The technology itself isn't, but companies will probably abuse the word 'quantum' until it loses all meaning, like they have with AI.

[–] JackbyDev@programming.dev 0 points 2 days ago (2 children)

Is your cloud Quantum Safe™?

[–] pcalau12i@lemmygrad.ml 0 points 1 day ago (1 children)

...which is something I actually consider. I does indeed actually bother me that very few companies have actually adopted post-quantum cryptography yet. What is even the point of my VPN, for example, if there is a potential that everything is cracked 40 years down the line? NIST has already basically approved the standards. It should be an option for sensitive things, like anything to do with banking, data storage, and VPN.

[–] JackbyDev@programming.dev 1 points 1 hour ago

Oh, I agree, it's definitely important. But that's sort of where the grift comes in. You mix the valid concerns with fear mongering and upcharges. I use ecc (or whatever it's called) for my ssh keys, not RSA.

[–] pinball_wizard@lemmy.zip 1 points 2 days ago

Is your cloud Quantum Safe™?

lol. That could end up being the one non-grift example, though.

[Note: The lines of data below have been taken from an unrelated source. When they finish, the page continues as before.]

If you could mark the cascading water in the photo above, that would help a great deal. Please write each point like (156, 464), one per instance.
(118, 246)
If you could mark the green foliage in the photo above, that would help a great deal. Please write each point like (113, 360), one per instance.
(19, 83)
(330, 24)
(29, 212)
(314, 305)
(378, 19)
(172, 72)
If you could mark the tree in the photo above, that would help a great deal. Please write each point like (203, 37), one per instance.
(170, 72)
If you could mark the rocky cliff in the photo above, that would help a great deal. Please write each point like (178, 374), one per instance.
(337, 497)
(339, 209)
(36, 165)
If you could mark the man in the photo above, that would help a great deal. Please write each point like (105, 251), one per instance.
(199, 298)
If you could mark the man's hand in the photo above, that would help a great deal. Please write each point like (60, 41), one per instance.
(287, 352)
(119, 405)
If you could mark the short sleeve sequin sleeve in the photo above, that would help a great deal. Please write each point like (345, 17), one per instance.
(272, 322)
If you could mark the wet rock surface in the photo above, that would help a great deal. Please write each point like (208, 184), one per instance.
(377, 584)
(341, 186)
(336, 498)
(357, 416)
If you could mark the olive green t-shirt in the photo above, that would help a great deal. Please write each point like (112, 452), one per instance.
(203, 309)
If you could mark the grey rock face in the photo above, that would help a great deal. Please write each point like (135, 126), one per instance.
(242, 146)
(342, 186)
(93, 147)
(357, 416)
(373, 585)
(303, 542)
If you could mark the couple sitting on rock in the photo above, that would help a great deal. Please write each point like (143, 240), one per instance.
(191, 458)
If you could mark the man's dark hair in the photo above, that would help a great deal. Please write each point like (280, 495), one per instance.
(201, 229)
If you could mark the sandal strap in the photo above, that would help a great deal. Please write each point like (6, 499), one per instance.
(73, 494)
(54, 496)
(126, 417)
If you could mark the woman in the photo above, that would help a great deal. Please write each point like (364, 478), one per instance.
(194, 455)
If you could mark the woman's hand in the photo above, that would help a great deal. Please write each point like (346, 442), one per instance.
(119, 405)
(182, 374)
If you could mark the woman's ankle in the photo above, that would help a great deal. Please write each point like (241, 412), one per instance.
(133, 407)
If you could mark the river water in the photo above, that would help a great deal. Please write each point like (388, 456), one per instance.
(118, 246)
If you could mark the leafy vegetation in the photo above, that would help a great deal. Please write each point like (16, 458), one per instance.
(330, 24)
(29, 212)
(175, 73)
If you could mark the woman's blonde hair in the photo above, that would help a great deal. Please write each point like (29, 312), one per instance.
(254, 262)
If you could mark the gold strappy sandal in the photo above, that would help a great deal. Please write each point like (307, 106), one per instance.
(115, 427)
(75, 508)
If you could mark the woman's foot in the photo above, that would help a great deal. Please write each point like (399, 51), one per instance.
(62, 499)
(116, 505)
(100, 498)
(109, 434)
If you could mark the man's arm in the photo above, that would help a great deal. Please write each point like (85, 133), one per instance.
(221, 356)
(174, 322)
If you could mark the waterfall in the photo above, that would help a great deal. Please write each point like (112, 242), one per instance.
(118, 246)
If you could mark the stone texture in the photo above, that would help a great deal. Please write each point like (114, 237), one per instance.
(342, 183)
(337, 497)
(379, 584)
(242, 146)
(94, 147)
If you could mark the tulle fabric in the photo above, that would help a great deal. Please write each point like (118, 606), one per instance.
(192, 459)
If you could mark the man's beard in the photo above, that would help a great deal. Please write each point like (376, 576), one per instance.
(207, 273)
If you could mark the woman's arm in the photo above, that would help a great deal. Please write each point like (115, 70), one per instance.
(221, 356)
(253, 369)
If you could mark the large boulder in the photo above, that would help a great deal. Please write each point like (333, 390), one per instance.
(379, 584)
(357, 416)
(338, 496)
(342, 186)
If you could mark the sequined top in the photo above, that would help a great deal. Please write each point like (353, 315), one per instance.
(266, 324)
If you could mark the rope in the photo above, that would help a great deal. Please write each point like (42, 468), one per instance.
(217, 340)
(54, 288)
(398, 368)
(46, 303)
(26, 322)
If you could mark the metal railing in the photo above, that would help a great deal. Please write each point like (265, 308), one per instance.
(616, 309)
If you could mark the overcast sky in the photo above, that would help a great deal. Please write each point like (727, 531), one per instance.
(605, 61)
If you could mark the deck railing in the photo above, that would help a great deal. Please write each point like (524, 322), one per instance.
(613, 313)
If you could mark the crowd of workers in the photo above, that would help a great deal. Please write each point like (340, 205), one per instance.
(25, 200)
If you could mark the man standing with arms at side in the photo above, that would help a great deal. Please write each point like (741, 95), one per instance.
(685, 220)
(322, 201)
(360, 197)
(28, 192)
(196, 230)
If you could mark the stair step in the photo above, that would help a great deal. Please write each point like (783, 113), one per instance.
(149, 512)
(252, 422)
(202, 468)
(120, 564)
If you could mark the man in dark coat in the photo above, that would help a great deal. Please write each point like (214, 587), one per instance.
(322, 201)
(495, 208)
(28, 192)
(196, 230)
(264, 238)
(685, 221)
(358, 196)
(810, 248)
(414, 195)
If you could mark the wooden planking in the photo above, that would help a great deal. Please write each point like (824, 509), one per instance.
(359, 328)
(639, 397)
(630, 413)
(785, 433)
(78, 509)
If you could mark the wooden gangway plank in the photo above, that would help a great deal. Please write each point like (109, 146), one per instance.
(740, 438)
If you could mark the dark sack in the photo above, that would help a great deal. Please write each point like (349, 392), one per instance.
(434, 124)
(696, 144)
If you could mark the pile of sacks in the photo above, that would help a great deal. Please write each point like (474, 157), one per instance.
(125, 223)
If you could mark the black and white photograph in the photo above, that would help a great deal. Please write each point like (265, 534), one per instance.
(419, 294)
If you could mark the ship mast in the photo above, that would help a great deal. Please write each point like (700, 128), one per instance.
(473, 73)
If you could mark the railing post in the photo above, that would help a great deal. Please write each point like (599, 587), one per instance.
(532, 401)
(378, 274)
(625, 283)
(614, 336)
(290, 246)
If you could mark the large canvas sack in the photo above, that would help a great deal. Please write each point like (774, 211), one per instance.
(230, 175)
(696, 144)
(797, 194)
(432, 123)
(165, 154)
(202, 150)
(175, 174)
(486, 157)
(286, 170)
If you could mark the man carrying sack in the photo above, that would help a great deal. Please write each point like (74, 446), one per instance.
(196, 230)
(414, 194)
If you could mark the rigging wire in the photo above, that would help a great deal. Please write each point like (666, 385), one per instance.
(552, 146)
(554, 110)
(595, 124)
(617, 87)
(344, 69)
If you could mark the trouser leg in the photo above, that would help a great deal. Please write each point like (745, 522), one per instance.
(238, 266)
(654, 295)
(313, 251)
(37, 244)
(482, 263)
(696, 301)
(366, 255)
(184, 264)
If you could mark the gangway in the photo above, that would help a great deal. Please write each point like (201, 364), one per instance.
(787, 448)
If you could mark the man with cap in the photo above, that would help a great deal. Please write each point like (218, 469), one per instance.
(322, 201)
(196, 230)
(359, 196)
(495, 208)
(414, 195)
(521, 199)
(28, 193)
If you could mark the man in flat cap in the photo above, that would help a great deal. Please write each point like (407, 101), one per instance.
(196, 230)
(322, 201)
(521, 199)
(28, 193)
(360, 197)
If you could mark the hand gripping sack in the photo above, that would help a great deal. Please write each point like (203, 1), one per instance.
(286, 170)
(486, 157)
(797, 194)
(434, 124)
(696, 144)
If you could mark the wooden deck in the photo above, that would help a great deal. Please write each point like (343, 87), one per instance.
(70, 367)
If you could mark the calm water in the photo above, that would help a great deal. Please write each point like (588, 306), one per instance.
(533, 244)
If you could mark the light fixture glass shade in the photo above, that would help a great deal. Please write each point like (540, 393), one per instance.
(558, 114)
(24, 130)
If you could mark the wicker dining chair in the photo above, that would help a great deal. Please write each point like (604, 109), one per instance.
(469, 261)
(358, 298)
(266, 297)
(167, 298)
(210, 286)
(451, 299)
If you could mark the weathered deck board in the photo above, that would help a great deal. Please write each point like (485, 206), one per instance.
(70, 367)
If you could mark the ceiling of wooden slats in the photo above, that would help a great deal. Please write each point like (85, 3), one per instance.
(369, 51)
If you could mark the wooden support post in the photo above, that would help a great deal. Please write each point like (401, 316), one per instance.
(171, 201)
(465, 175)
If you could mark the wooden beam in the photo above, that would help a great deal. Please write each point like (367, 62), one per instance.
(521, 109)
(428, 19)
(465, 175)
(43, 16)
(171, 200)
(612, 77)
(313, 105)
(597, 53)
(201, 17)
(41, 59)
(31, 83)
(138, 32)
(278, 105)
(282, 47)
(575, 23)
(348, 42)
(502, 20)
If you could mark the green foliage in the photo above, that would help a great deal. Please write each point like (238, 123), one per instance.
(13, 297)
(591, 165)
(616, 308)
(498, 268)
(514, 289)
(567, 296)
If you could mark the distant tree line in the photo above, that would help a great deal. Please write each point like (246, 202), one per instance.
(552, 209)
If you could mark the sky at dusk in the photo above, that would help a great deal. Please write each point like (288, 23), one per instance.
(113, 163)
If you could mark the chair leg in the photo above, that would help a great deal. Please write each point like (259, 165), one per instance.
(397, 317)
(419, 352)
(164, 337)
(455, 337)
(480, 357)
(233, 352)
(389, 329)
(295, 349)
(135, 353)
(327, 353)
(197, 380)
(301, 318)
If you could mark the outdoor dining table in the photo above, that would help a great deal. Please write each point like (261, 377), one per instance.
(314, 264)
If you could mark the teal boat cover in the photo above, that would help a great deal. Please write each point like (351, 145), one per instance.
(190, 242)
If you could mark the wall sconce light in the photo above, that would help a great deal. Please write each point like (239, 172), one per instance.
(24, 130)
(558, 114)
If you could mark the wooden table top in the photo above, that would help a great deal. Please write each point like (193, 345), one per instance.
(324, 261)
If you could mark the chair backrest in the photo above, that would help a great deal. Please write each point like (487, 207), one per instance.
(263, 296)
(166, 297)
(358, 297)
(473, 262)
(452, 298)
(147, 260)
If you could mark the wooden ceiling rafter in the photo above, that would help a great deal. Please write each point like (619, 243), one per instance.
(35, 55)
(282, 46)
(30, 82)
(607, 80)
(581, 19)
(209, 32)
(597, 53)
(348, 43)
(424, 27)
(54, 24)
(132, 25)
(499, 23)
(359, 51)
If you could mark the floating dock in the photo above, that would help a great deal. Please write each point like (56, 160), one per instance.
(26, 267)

There's going to be lots of grift claiming that something is somehow "better because quantum", as if how the thing was processed makes the outcomes artisanal. lol.

But defending against assholes who have access to a quantum computer is actually proving to be not too terribly expensive, so far. (Signal and Proton claim to be ready now, for example.)

But a big important open question is which kinda of assholes will have access to quantum computers, and what quality, and how soon.

I expect a slow stupid adotpion race between ignorance and laziness.

It's not unreasonably expensive to secure services against quantum computer attacks (so far), but until people understand it enough to want it, most vendors will probably ignore it.

So we will probably get something like HTTPS adoption, again - unreasonably slow due to lack of understanding or care about the risks, probably with a few infamous breach scenarios along the way to mark progress against.

[–] Aeao@lemmy.world 2 points 2 days ago (1 children)

He’s from the future where we call it a grift

[–] pinball_wizard@lemmy.zip 1 points 2 days ago

Yes. There's certainly plenty of possible future ttimelines where most quantum computers mainly sit in museums as curiousities.

There's lots of cool possibilities, but there's no guarantee that they'll be practical for wide scale use.